A Burning Desire for Animals

It’s been one year since animal-rights terrorists followed a UC-Santa Cruz researcher home and set fire to his house – with his family asleep inside. The perpetrators have not yet been caught. As the Telegraph reports today, the loonies now have their sights set on Dr. Daniel Vasella, the CEO of the pharmaceutical company Novartis. Terrorists set Dr. Vasella’s vacation home in Austria on fire on Monday and last week robbed a grave containing the ashes of his mother.

The group responsible is believed to be Stop Huntingdon Animal Cruelty (SHAC), a group tied to a number of malicious attacks. Disturbingly, the Animal Liberation Front (ALF), another group tied to past attacks, released a statement following the attack stating that it “can only regret that Mr. Vasella was not present in the home when it burned.”

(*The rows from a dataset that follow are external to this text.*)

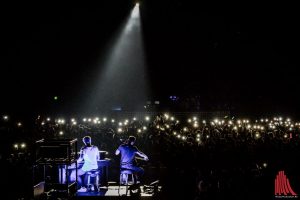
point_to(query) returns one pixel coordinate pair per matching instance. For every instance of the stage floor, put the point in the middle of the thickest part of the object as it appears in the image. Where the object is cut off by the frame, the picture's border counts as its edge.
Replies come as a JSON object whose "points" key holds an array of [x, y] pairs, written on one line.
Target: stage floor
{"points": [[116, 191]]}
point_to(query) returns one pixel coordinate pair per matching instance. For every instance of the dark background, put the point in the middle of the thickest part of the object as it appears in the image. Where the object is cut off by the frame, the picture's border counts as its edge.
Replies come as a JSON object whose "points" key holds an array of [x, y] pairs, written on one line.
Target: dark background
{"points": [[242, 55]]}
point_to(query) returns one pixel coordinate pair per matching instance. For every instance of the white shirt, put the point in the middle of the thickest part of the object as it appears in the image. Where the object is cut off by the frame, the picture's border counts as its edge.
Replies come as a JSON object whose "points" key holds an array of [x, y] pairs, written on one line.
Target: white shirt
{"points": [[90, 157]]}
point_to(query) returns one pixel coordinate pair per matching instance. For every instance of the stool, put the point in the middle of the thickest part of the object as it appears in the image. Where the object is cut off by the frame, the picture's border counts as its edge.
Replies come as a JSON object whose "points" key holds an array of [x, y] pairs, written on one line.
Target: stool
{"points": [[127, 178], [93, 174]]}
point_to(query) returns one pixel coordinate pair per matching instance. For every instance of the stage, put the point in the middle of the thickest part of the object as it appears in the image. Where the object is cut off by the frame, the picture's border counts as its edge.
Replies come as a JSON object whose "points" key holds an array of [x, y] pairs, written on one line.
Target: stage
{"points": [[116, 192]]}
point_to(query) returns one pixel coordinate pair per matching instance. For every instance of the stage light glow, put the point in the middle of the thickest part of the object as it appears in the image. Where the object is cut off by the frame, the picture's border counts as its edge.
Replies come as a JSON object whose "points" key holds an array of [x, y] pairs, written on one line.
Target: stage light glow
{"points": [[125, 62]]}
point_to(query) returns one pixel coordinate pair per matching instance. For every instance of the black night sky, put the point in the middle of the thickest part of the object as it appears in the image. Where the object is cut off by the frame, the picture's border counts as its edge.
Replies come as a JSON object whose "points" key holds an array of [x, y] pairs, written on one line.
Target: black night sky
{"points": [[245, 56]]}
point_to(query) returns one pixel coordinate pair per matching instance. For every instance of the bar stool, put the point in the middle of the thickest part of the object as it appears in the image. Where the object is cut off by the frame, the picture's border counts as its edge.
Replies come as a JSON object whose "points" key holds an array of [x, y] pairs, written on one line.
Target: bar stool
{"points": [[95, 173], [127, 178]]}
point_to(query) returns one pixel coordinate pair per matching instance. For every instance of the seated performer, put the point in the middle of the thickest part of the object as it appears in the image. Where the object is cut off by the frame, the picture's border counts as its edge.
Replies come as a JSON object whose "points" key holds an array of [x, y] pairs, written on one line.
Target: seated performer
{"points": [[128, 153], [90, 155]]}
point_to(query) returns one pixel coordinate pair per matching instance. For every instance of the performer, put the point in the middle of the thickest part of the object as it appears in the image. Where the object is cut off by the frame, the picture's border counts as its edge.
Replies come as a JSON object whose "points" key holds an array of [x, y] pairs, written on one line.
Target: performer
{"points": [[90, 155], [128, 153]]}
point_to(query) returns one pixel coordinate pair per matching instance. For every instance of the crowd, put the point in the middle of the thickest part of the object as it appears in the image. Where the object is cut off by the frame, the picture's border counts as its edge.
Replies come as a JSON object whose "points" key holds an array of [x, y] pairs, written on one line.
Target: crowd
{"points": [[193, 158]]}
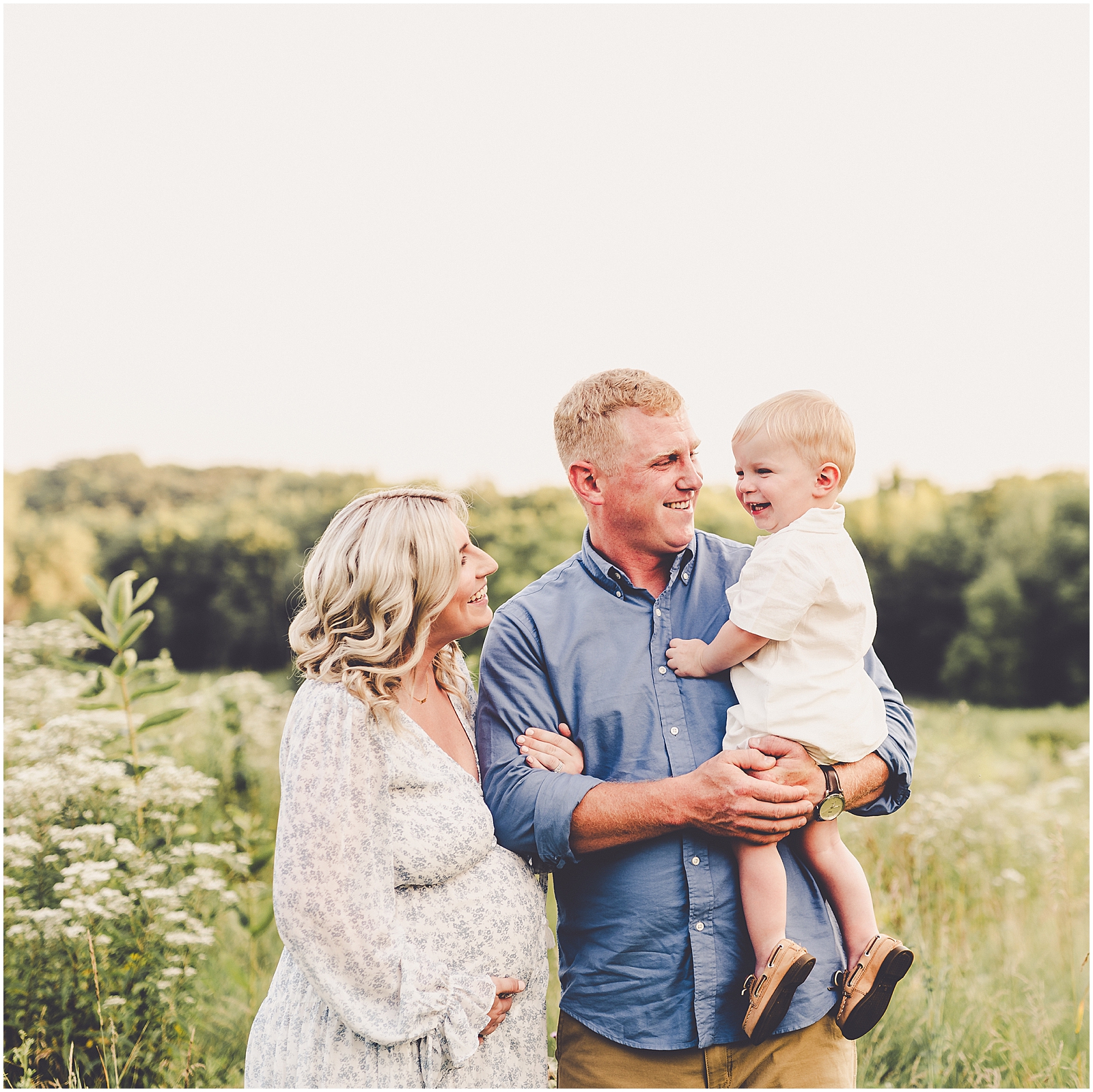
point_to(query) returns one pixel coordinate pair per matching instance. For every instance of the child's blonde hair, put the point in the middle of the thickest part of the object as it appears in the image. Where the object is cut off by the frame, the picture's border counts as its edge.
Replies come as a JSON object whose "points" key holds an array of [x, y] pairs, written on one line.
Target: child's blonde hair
{"points": [[808, 421]]}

Looking past “the animals,” the Associated Press reports on some of the work Novartis is up to that is drawing the wrath: creating H1N1 vaccines. And given that the H1N1 virus is making the rounds in the southern hemisphere, it could certainly make a comeback in the U.S. and other countries this fall.

SHAC, ALF and their ilk are not people who can be reasoned with. The vaccines created by Novartis could well end up saving the lives of people.  But the most troubling issue with animal-rights extremists is that they place the same value on the life of a lab rat as on the life of a person. Or perhaps the lab rat is even worth more: The people who carry out these attacks have decided that pursuing the alleviation of human suffering -- whether it’s from H1N1, AIDS, leukemia, breast cancer, malaria, or any other disease – is a crime that warrants premeditated attacks on the researchers’ homes and safety.

Jerry Vlasak, one such extremist, once candidly shared his thoughts on killing doctors who use animals in their research: “I don't think you'd have to kill -- assassinate -- too many ... I think for 5 lives, 10 lives, 15 human lives, we could save a million, 2 million, 10 million non-human lives.”

The FBI reports that animal-rights terrorism is on the upswing this year. But catching the perpetrators is complicated because they don’t operate out of a centralized base. The ALF, for example, claims ownership of the attacks only after the fact and only if no humans have been harmed in the endeavor (though that doesn’t stop them from wishing ill).

The ALF has its mainstream charitable supporters (the usual suspects), who deserve public condemnation for supporting the demolition of property and the ongoing threat to scientists and their families. But as long as these charities can maintain their save-the-bunnies façade, the public may never know the lengths these groups go to in the name of total animal liberation.